Celia, Viscountess Whitelaw (1 January 1917 – 5 December 2011) was the wife of William "Willie" Whitelaw, MP, former Home Secretary, Deputy Prime Minister and aide to Margaret Thatcher.

==Early life==
Born as Cecilia Doriel Sprot (she later changed her name to Celia) at her family home, Riddell Estate near Melrose, to Major Mark Sprot of the Scots Guards and his wife, Meliora (née Hay), a daughter of Sir John Hay, 9th Baronet. Among her siblings was the British Army officer Aidan Sprot.

She attended school at the now defunct Oxenfoord Castle boarding school in Midlothian. During World War II, she volunteered to serve with the Women's Auxiliary Territorial Service (ATS) and was posted to Edinburgh Castle as a clerk with the Scottish Command. She was referenced in the book, Debs at War 1939-1945: How Wartime Changed Their Lives, written by Anne de Courcy.

==Charity work==
After her husband returned to civilian life following World War II, she played an active role in helping him run his family estates in Dunbartonshire and Lanarkshire. When he decided to go into politics in the 1950s, she became first a vivacious campaigner and later an active parliamentary wife. When her husband was created Viscount Whitelaw in 1983, she became Viscountess Whitelaw, however the lack of a male heir ended the viscountcy with Whitelaw's death. Lady Whitelaw served on the Lakeland Horticultural Society and was vice-president of the Penrith and District Gardeners' and Allotment Holders' Association.
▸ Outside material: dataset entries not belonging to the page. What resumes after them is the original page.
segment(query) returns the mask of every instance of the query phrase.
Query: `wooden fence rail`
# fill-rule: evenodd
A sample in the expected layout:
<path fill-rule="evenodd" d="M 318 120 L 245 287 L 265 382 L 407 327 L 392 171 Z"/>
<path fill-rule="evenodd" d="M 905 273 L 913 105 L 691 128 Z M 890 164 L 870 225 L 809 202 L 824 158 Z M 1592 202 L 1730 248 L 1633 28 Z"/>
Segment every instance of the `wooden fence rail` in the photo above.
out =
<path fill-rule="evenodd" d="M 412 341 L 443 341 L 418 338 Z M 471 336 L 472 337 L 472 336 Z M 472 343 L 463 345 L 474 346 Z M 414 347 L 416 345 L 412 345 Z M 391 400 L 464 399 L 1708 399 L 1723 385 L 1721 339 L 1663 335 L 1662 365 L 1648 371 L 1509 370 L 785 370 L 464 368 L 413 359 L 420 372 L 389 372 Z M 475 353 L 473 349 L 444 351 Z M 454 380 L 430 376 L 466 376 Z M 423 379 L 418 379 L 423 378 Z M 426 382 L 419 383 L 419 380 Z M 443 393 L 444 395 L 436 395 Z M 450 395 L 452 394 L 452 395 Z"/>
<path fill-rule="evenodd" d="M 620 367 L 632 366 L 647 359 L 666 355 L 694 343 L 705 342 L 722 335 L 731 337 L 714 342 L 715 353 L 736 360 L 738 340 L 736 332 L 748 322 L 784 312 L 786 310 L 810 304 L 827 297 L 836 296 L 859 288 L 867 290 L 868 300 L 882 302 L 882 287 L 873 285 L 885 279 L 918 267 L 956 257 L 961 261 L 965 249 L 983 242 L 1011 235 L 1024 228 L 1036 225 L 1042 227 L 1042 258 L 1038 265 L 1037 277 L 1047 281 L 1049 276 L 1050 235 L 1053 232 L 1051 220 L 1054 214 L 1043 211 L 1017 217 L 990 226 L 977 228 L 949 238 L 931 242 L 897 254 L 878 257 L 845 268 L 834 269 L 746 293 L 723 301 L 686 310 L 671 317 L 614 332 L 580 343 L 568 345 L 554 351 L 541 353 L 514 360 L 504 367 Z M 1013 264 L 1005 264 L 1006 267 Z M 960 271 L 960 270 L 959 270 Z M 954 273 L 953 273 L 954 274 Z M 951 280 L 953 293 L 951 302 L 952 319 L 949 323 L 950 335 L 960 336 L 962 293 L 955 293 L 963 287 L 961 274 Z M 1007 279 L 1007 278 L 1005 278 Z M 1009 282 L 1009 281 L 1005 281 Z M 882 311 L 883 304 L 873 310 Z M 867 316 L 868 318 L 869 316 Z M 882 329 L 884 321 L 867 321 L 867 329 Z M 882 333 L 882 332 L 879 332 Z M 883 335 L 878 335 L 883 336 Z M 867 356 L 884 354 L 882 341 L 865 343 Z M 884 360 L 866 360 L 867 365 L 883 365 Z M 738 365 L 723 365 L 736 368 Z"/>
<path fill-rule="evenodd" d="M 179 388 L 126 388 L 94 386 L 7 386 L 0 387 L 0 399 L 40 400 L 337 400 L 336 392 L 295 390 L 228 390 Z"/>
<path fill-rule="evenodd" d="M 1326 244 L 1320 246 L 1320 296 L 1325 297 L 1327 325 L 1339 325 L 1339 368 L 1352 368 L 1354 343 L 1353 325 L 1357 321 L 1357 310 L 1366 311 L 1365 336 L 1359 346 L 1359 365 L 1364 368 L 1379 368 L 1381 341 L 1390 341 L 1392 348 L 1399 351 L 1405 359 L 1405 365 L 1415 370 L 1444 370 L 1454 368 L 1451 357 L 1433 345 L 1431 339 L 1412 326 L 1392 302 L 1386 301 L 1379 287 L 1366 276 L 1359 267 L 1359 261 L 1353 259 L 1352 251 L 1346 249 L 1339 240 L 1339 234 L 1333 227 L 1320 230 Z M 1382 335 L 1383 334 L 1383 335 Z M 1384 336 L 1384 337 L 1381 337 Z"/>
Lady Whitelaw was heavily involved in charity work and philanthropy, including Barnardo's, British Red Cross, the Blencowe Women's Institute, Wives of Westminster, the Eden Valley hospice (in Carlisle), and the Yellow Brick Road Appeal of the Children's Foundation.

==Personal life==
She was engaged in 1942 and married William "Willie" Whitelaw in St Giles' Cathedral, Edinburgh, on 6 February 1943. Willie was a son of William Alexander Whitelaw, a member of a Scottish family of the landed gentry, who died when he was still a baby, and Helen Russell, a daughter of Major-General Francis Russell of Aden. They had four daughters:

- Hon. Elizabeth Susan Whitelaw (b. 1944), who married Nicholas Cunliffe-Lister, 3rd Earl of Swinton, in 1966.
- Hon. Carolyn Meliora Whitelaw (b. 1946), who married Robert Donald Macleod Thomas in 1973. They divorced in 1979 and she married Michael Francis Graves-Johnston in 1983.
- Hon. Mary Cecilia Whitelaw (b. 1947), who married David Alexander Coltman, son of Col. Thomas Alexander Hamilton Coltman of Daljarroch, in 1972.
- Hon. Pamela Winifred Whitelaw (b. 1951), who married Malise Charles Richard Graham, son of Maj. Sir Charles Graham, 6th Baronet, in 1974.

After her husband suffered a series of strokes from 1987, she cared for him until his death in 1999. Viscountess Whitelaw died in Edinburgh on 5 December 2011, aged 94. She was buried with her husband at St Andrew's Church, Dacre.